CARTOPY
Mapping the world with Python
What is Cartopy?
Cartopy is a Python library designed for geospatial data processing and mapping. Cartopy makes use of the powerful PROJ, NumPy and Shapely libraries and includes a programmatic interface built on top of Matplotlib for the creation of publication quality maps. It is widely used in meteorology, oceanography, and environmental sciences for tasks like plotting weather patterns, climate data, and geographic visualizations.
Installation
Using Conda (Recommended)
If you have Anaconda or Miniconda installed, run:conda install -c conda-forge cartopy
Using pip
Using pip to install will require you to download its dependencies (for example, pyproj and pyshp etc.)pip install cartopy
Key features
1. High-Quality Map Visualizations
Cartopy builds on Matplotlib to create publication-ready maps with customizable features:
- Coastlines, borders, and rivers at various resolutions.
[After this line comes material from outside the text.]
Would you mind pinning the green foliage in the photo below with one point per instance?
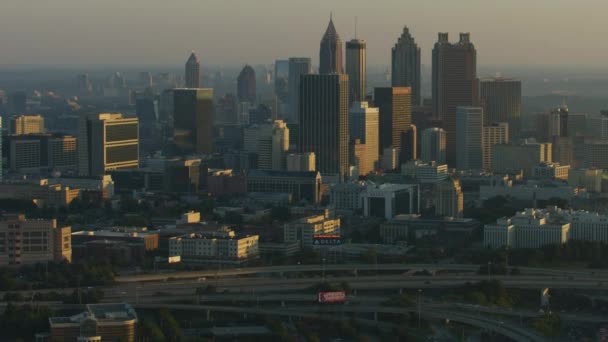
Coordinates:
(281, 214)
(548, 325)
(23, 321)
- Natural Earth datasets for land, ocean, lakes, and ice features.
- Custom annotations, gridlines, legends, and colorbars.
For example, a map of Africa with its features is shown below
import matplotlib.pyplot as plt
import cartopy.crs as ccrs
import cartopy.feature as cfeature
def main():
fig = plt.figure()
ax = fig.add_subplot(1, 1, 1, projection=ccrs.PlateCarree())
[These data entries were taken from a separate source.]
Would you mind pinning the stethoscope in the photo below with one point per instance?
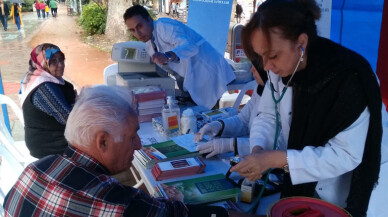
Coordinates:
(277, 101)
(255, 203)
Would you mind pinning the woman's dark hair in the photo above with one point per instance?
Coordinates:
(136, 10)
(292, 17)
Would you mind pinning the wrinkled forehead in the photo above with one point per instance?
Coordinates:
(134, 21)
(265, 41)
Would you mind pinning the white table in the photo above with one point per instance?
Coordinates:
(214, 165)
(147, 133)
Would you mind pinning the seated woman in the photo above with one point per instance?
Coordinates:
(234, 131)
(47, 100)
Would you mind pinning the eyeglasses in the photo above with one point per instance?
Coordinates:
(56, 61)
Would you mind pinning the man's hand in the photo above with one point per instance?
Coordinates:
(159, 58)
(210, 129)
(254, 165)
(216, 146)
(173, 193)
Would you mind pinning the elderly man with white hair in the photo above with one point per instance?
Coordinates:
(102, 135)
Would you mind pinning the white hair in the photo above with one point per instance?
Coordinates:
(98, 108)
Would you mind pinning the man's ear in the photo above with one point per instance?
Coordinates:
(303, 40)
(101, 141)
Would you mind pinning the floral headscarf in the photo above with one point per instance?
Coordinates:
(37, 72)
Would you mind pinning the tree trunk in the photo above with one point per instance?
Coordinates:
(115, 27)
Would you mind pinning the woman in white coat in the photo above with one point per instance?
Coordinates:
(329, 128)
(199, 69)
(233, 133)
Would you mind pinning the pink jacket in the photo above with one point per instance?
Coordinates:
(42, 6)
(37, 5)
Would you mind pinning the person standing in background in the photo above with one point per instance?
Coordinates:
(4, 12)
(53, 6)
(47, 10)
(200, 71)
(239, 11)
(16, 13)
(37, 7)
ax.set_extent([-20, 60, -40, 45], crs=ccrs.PlateCarree())
ax.add_feature(cfeature.LAND)
ax.add_feature(cfeature.OCEAN)
ax.add_feature(cfeature.COASTLINE)
ax.add_feature(cfeature.BORDERS, linestyle=':')
ax.add_feature(cfeature.LAKES, alpha=0.5)
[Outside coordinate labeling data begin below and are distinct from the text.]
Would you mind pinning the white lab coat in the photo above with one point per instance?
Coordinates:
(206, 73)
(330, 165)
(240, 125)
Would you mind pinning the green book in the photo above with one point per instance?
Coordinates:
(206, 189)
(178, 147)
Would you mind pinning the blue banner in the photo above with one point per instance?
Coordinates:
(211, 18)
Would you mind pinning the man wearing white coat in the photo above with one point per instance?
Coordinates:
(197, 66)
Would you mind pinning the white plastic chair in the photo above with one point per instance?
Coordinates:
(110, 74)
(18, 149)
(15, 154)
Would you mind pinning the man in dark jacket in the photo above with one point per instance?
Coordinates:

ax.add_feature(cfeature.RIVERS)
plt.show()
if __name__ == '__main__':
main()

2. Map Projections
Map projections flatten the Earth’s 3D surface onto a 2D map. Cartopy supports a wide range of these:
- PlateCarree (Equirectangular): Simple mapping of lat/lon to x/y. Distorts near poles.
- Mercator: Great for navigation. Keeps angles accurate but distorts size near poles.
- LambertConformal: Excellent for weather maps; preserves local shapes.
- Orthographic: Globe-like natural view.
- Robinson: Balances shape and area for global maps.
3. Built-in Natural Earth Datasets
Cartopy includes Natural Earth datasets for quick and accurate mapping:
- Physical Data – Coastlines, rivers, lakes.
- Cultural Data – Country/state borders, populated places.
- Resolutions – 10m (high), 50m (medium), 110m (low).
4. Geospatial Plotting
Plot various geospatial data types directly on maps:
- Points – Cities, events.
- Lines – Hurricane tracks, migration paths.
- Polygons – State boundaries, buffer zones.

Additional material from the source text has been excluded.